Table of Contents
What Happens If You Miss the Critical Intune Firewall Deadline in December 2025?
Microsoft Intune users need to update their firewall settings by December 2, 2025, to keep their systems working properly. If you manage devices through Intune, this change is required and cannot be skipped.
What Changed
Microsoft is adding new connection points called Azure Front Door IP addresses to Intune. Think of these as new doorways that your firewall needs to recognize. The new addresses use a special label called “AzureFrontDoor.MicrosoftSecurity”. This update is part of Microsoft’s plan to make their services safer and easier to manage.
What You Must Do
You have two simple options to fix this before the deadline:
- Option 1: Add the service tag “AzureFrontDoor.MicrosoftSecurity” to your firewall rules for outbound traffic on port 443
- Option 2: Download the list of new IP addresses from Microsoft and add them to your firewall’s allowed list
Keep all your current Intune settings in place.

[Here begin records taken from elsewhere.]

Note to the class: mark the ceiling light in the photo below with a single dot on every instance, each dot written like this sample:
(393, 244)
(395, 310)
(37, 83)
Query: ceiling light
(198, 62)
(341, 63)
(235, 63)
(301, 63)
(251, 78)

You are only adding new addresses, not replacing old ones.
Where to Get the Files
Microsoft provides two different files based on your cloud type:
- Public Clouds: Download from Microsoft Download Center (search for “Azure IP ranges and service tags – Public Cloud”)
- Government Clouds: Download from Microsoft Download Center (search for “Azure IP ranges and service tags – US Government Cloud”)
Once you download the JSON file, search for “AzureFrontDoor.MicrosoftSecurity” to find the exact addresses you need.
Who Needs to Act
This affects you if your organization uses any of these with IP address restrictions:
- Firewalls
- Routers
- Proxy servers
- VPN configurations
- Network security groups
Talk to your network team now to make sure this gets done before December 2, 2025. Missing this deadline could stop your device and app management from working correctly.